Risk analysis is a pre-requisite in an on-going risk management process. From a HIPAA perspective, risk analysis is the process through which the costs associated with safeguards are balanced against the potential losses if such safeguards were not in place. Per the Security Rule, risk management is the "implementation of security measures sufficient to reduce risks and vulnerabilities to a reasonable and appropriate level." Risk management includes not only risk analysis and risk mitigation, but also on-going risk maintenance and evaluation.

Your organization should begin risk analysis by reviewing existing "system asset inventories" in order to find each asset's vulnerability. Your organization can then determine the level of risk it is willing to assume to protect the asset. Assets can be broken into classes, such as: communications, software, hardware, and physical facility. A variety of areas in addition to Information Systems -- such as Clinical Engineering, Nursing, Lab, Radiology, and Pharmacy -- would need to provide input to the risk assessment, as appropriate.

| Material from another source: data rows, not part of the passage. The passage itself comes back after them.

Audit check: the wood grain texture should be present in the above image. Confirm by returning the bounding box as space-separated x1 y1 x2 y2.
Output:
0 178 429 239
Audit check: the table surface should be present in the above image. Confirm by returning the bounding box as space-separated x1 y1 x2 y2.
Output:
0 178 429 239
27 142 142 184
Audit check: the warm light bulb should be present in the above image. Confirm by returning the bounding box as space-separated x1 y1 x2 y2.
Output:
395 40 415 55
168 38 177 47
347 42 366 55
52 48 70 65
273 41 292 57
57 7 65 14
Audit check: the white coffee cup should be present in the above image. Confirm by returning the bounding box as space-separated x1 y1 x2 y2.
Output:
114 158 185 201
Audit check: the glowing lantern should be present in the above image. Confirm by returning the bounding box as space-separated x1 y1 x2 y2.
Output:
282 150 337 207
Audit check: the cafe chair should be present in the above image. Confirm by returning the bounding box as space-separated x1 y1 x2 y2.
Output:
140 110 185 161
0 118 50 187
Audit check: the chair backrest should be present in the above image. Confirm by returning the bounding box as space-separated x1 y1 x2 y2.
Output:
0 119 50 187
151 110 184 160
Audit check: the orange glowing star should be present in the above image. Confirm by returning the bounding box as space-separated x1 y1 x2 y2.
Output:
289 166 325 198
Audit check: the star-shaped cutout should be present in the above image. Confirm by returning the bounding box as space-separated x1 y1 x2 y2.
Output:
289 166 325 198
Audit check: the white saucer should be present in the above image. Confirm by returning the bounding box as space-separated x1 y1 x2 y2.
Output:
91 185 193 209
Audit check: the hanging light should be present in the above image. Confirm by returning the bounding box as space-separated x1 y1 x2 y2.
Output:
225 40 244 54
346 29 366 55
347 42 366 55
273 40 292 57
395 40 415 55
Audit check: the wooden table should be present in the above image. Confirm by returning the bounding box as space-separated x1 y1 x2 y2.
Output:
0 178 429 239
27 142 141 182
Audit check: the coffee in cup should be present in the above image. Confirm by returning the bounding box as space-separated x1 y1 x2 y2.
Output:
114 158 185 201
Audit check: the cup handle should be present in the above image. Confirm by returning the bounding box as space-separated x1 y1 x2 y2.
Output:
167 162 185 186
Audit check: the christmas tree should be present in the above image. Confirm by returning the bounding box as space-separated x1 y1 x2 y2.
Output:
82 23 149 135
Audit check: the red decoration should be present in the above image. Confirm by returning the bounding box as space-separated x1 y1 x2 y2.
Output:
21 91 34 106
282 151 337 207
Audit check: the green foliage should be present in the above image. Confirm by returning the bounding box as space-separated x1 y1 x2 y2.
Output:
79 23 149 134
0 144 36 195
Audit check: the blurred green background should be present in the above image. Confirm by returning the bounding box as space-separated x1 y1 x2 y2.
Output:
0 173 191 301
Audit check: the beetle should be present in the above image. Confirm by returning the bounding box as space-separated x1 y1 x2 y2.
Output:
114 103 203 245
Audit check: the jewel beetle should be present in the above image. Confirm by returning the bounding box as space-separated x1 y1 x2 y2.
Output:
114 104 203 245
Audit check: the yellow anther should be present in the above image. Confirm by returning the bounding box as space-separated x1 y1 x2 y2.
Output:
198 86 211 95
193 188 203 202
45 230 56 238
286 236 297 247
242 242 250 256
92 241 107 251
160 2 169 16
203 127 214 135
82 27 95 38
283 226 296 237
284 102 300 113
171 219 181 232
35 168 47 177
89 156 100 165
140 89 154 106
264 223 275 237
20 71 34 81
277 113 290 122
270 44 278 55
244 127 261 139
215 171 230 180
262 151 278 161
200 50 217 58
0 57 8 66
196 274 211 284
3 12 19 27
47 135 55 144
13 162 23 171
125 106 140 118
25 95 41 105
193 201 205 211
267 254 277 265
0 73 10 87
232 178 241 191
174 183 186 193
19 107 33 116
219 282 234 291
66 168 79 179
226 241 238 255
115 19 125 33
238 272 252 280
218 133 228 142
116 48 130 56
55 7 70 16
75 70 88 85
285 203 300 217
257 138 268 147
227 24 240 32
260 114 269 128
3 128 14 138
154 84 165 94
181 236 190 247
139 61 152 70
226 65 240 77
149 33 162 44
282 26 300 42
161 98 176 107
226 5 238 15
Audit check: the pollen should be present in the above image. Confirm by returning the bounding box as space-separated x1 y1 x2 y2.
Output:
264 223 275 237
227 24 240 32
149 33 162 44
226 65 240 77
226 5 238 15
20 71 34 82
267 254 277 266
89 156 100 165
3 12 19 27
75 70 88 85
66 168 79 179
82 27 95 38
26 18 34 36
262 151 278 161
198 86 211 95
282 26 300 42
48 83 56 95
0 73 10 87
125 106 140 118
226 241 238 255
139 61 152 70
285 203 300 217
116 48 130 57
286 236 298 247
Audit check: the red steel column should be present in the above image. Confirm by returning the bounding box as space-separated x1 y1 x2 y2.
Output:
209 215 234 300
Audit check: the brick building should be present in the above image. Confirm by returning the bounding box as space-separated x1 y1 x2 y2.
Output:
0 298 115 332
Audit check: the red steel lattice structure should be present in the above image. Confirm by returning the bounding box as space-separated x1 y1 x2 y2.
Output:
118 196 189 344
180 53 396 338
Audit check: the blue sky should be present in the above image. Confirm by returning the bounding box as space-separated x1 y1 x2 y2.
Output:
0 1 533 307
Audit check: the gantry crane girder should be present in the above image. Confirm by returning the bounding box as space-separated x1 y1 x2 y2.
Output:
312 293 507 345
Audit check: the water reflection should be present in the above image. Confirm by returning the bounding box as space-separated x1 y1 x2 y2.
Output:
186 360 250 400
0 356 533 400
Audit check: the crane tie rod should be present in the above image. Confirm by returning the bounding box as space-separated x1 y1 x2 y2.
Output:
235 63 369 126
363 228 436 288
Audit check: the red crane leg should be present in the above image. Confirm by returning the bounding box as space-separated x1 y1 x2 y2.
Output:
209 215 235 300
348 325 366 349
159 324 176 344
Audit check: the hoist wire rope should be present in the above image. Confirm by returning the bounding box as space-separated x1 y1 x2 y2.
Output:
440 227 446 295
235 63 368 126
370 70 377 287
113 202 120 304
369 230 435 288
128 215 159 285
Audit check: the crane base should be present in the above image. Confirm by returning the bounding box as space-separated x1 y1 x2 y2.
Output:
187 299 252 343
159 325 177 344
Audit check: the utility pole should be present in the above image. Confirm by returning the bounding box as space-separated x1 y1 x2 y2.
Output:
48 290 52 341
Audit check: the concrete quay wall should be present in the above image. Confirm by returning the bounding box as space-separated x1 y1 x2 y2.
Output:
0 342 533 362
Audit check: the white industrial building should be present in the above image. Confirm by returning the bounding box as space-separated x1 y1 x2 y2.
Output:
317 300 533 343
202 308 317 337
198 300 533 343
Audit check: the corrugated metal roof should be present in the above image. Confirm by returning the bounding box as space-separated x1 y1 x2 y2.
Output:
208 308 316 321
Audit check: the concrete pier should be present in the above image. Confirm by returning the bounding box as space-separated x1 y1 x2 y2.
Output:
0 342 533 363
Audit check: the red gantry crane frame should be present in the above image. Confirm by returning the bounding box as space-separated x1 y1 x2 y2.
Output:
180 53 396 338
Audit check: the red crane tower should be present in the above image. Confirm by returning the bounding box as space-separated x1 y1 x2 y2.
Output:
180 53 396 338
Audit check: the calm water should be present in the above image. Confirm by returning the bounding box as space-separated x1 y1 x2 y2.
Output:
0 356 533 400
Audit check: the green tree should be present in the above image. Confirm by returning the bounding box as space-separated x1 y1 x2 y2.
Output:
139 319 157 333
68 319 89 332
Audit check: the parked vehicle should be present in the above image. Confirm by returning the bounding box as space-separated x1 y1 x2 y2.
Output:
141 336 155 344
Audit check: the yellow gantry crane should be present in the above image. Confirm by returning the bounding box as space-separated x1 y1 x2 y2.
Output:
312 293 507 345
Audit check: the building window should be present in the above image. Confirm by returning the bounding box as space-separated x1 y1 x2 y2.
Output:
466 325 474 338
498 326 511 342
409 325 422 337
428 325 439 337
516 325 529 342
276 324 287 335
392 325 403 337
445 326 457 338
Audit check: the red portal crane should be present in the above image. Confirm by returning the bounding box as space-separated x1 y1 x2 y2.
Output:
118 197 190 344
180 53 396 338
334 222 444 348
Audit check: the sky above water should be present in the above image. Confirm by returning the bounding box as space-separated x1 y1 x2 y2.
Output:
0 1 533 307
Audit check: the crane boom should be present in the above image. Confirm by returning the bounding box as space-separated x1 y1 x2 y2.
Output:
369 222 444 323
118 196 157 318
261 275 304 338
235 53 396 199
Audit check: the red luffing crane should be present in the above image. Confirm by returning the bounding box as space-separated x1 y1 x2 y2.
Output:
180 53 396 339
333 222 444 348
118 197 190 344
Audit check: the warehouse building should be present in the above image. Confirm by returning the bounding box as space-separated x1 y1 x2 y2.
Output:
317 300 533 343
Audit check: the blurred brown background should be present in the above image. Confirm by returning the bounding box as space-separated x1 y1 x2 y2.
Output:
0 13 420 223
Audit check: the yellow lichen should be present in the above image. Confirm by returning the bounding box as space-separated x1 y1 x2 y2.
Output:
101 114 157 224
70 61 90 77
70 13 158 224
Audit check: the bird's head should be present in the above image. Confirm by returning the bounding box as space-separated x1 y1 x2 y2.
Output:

Risk analysis steps include:

  • Review systems/assets that safeguard ePHI
  • Identify threats/vulnerabilities
  • Assess severity impacts
  • Assess likelihood of occurrence of threats
  • Determine associated risks
  • Identify safeguard options to mitigate risks
  • Determine cost of safeguard option(s)
  • Make mitigation decision, i.e., select safeguard(s) to mitigate risks

The risk analysis process should be documented using a risk assessment decision support tool. Risk management includes the risk analysis process along with the on-going process of maintaining and evaluating the level of risk you are willing to accept for safeguarding ePHI. Your organization may need a consultant and staff training to initially operationalize this effort. Risk awareness and risk management should be part of the enterprise-wide security training program as required by the Security Rule.

Once the risk analysis is completed, your organization should assign the systems risk management responsibility to an appropriate individual who will lead the on-going ePHI risk maintenance and evaluation effort. In many organizations, this would be the Security Officer or someone delegated by the Security Officer.

A well-structured risk management program (supported by documented policies, procedures, and tools) should help identify and provide reasonable, cost-effective safeguards to your ePHI that are appropriate and scalable to your organization.